Posted Thu, Mar 11, 9:51 p.m. Inappropriate
I still mourn the Bistro and can taste the swedish cooking of Matt and I forget his spouse's name on I think it was Roosevelt Way. And lunches at Anna Hedeen's on Fifth Avenue south of Union. Prune whip pie is the only name that comes to mind, but again I can still taste all the back-home recipes in her extensive collection. Happy memories. And don't get me started on Cambridge, Mass.
Posted Fri, Mar 12, 10:14 a.m. Inappropriate
With the exception of Scandinavian, Asian and East African communities, Seattle's immigrants were far more assimilated by the time they reached Puget Sound than the Jews, Italians, and Eastern Europeans. That said, not even Katz's Deli on New York's Lower East Side is immune from their aging and increaisngly assimilated client base. I wrote about this last year on my food & travel blog, Cornichon.
Posted Fri, Mar 12, 5:55 p.m. Inappropriate
MY Norwegian grandparents - and great-grandparents - were determined to assimilate and become AMERICAN as quickly as possible. In Everett, the congregation of Ebenezer Lutheran began offering services in English in 1908. By 1915 services were no longer held in Norwegian. The church was re-named Central Lutheran, in 1917. My grandfather was not allowed to speak Norwegian at home.

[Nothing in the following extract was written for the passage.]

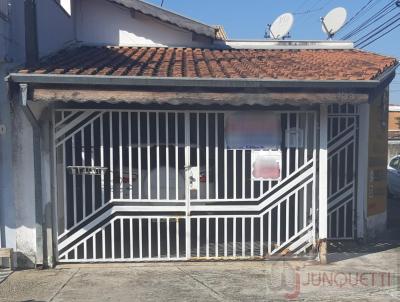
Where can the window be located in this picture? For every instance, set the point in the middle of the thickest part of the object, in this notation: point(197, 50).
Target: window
point(65, 4)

By the 1950's, Norwegian food traditions were primarily enjoyed at home- and at Christmas: Cookies, lefse, yulekake(a Christmas bread with dried fruit), aged goat cheese, flat crisp breads, pickled herring, pickled beets. Lutefisk, not so much. Most people in my family NEVER liked it. It was a food of poverty. And if you had an electric ice box, who needed dried cod?
When soldiers from Washington State marched aboard troop transports in 1917, they were serenaded ( to the tune of OVER THERE):
"And if you won't fight for your Uncle Sammy,
Why don't you go back, OVER THERE."
My Grandparents were proud of their Norwegian heritage. My grandfather, Henry Ringman, was awarded the King Olav Medal for his contributions to Norwegian culture and music.
But first, and always, he was an American.
Ross Kane (Also Ringman, Hanson, Jackson and Eide)
Warm Beach
Posted Fri, Mar 12, 8:08 p.m. Inappropriate
Great piece, Hugo. I mourned the passing of Olsen's -- where you could hear Norwegian spoken as you were assaulted by the acrid smell of herring -- as well as Scandie's. (Although their surly waitresses rivaled anything I heard about on "The News from Lake Wobegon.") But it's terrific to have Scandinavian Specialties just down the road ... Try the rommegrot. It's not health food but heavens, it's tasty.
Karen
Posted Wed, Mar 17, 11:46 a.m. Inappropriate
Did Seattle not have Swedish or Danish settlers, or have those roots been dyed a Norwegian shade of blonde? Just wondering.